Vitamin C has been used in combination with other skin care ingredients and dermatological therapies to treat diseases that affect the skin barrier. Vitamin C is believed to help maintain the skin’s barrier by improving the ability of keratinocytes. Keratinocytes are a type of skin cell that produces keratin. Vitamin C can help specialize the function of keratinocytes.

What should you consider when choosing a vitamin C product?

The most important things to note When looking for a vitamin C product, focus is on Stability, and type of vitamin C.

The type of vitamin C often varies between formulations. As a source of Vitamin C, L-ascorbic acid is the most well-researched source and the source that has shown the greatest benefit to the body. Other forms of synthetic vitamin C used in skin care are mineral ascorbates, calcium ascorbate, magnesium ascorbate, ascorbyl palmitate or tetrahexyl decyl ascorbate, and of course, ascorbyl glucoside. The type of vitamin C and the type of product can have a significant impact on the effectiveness of the product.

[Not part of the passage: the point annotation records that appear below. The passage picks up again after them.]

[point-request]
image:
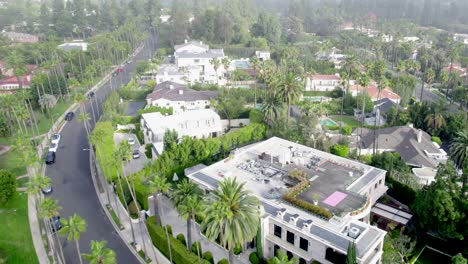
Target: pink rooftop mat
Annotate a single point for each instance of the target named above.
(335, 198)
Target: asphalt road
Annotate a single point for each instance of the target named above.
(71, 176)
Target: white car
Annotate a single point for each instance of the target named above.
(55, 139)
(53, 147)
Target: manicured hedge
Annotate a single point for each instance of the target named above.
(180, 255)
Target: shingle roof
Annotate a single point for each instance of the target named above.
(178, 92)
(403, 139)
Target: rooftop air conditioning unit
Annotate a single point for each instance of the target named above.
(354, 232)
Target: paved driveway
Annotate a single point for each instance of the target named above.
(134, 165)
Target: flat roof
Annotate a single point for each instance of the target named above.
(263, 168)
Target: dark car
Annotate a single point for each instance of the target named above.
(69, 116)
(50, 158)
(47, 190)
(55, 223)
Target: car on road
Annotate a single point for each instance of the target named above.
(69, 116)
(55, 138)
(53, 147)
(136, 154)
(55, 223)
(47, 190)
(50, 158)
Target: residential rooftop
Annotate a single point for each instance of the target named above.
(338, 182)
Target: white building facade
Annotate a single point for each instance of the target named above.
(263, 168)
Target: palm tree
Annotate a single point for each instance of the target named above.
(215, 63)
(158, 186)
(282, 258)
(435, 121)
(290, 89)
(100, 254)
(73, 229)
(459, 153)
(47, 209)
(187, 201)
(232, 215)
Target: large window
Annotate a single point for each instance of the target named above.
(290, 237)
(304, 244)
(278, 231)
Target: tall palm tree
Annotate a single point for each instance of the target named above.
(158, 186)
(73, 229)
(290, 89)
(100, 254)
(187, 201)
(232, 215)
(215, 63)
(435, 121)
(47, 209)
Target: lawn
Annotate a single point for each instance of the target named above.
(15, 236)
(348, 120)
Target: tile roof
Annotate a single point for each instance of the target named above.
(179, 92)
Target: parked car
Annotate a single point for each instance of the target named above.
(50, 158)
(55, 223)
(55, 138)
(69, 116)
(47, 190)
(53, 147)
(136, 154)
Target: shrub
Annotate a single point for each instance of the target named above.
(7, 186)
(223, 261)
(237, 249)
(208, 256)
(346, 130)
(169, 229)
(436, 140)
(195, 246)
(340, 150)
(180, 255)
(253, 257)
(181, 238)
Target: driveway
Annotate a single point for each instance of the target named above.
(134, 165)
(133, 107)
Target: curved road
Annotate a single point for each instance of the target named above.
(71, 176)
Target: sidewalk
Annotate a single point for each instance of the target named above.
(141, 233)
(179, 226)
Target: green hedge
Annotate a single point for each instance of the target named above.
(208, 257)
(180, 255)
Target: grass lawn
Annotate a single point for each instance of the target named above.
(348, 120)
(11, 161)
(15, 237)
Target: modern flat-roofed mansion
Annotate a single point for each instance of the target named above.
(314, 204)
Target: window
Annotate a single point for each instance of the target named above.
(277, 231)
(304, 244)
(290, 237)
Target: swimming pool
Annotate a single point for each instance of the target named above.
(328, 122)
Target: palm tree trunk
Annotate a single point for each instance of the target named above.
(77, 243)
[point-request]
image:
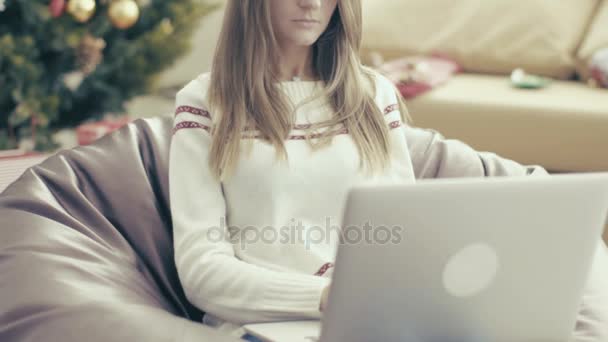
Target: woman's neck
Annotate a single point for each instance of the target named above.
(295, 63)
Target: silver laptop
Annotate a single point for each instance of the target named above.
(495, 259)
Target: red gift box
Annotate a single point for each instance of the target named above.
(89, 132)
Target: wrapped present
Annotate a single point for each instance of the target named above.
(91, 131)
(416, 75)
(599, 69)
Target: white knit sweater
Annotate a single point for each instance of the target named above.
(269, 264)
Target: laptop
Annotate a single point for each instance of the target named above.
(484, 259)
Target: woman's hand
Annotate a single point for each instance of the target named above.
(324, 298)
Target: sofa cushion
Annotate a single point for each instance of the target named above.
(596, 39)
(540, 36)
(563, 127)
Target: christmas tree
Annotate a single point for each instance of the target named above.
(66, 61)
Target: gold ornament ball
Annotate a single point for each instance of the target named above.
(81, 10)
(123, 13)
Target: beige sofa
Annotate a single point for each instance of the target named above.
(563, 127)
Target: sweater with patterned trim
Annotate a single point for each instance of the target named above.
(260, 246)
(229, 260)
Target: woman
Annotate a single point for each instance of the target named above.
(266, 146)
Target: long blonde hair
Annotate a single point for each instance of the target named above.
(246, 95)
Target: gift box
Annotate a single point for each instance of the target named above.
(416, 75)
(89, 132)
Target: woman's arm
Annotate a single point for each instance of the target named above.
(212, 277)
(433, 156)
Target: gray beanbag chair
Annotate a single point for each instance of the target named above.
(86, 249)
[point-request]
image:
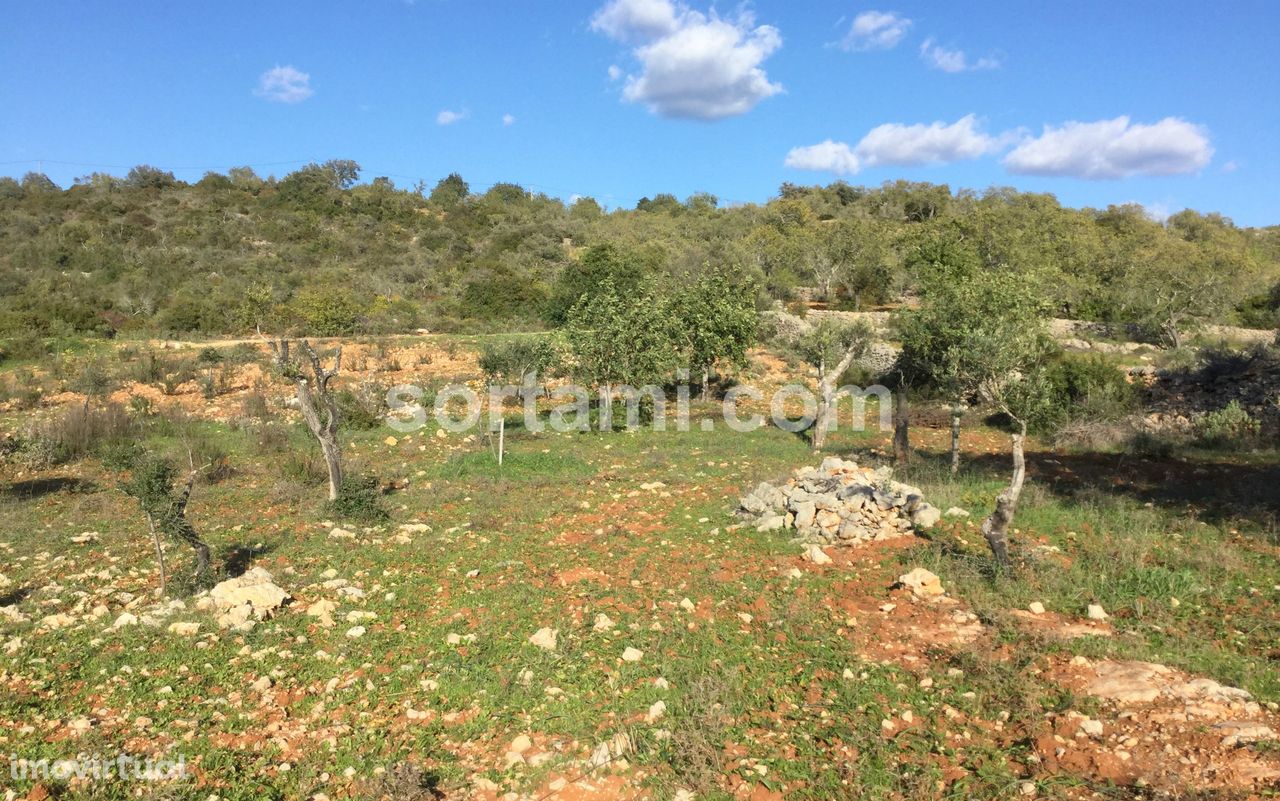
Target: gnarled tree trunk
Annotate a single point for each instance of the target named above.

As for ascorbyl glucoside, research does not strongly suggest that it is converted to L-ascorbic acid in any significant amount. However, it’s considered gentler and more water-soluble, meaning it can be used with a wider variety of other ingredients and is a more stable form of vitamin C.

Is Ascorbyl Glucoside Safe?

The Expert panel for the review of cosmetic ingredients, A group responsible for evaluating the safety of skin care and cosmetic ingredients reviewed the research Ascorbyl glucoside. The panel of experts concluded that ascorbyl glucoside is safe for its current use and at the current concentrations in which it is used.

Pullar JM, Carr AC, Vissers MCM. The role of vitamin C in skin health. Nutrient. 2017; 9 (8): 866. Published 2017 Aug 12.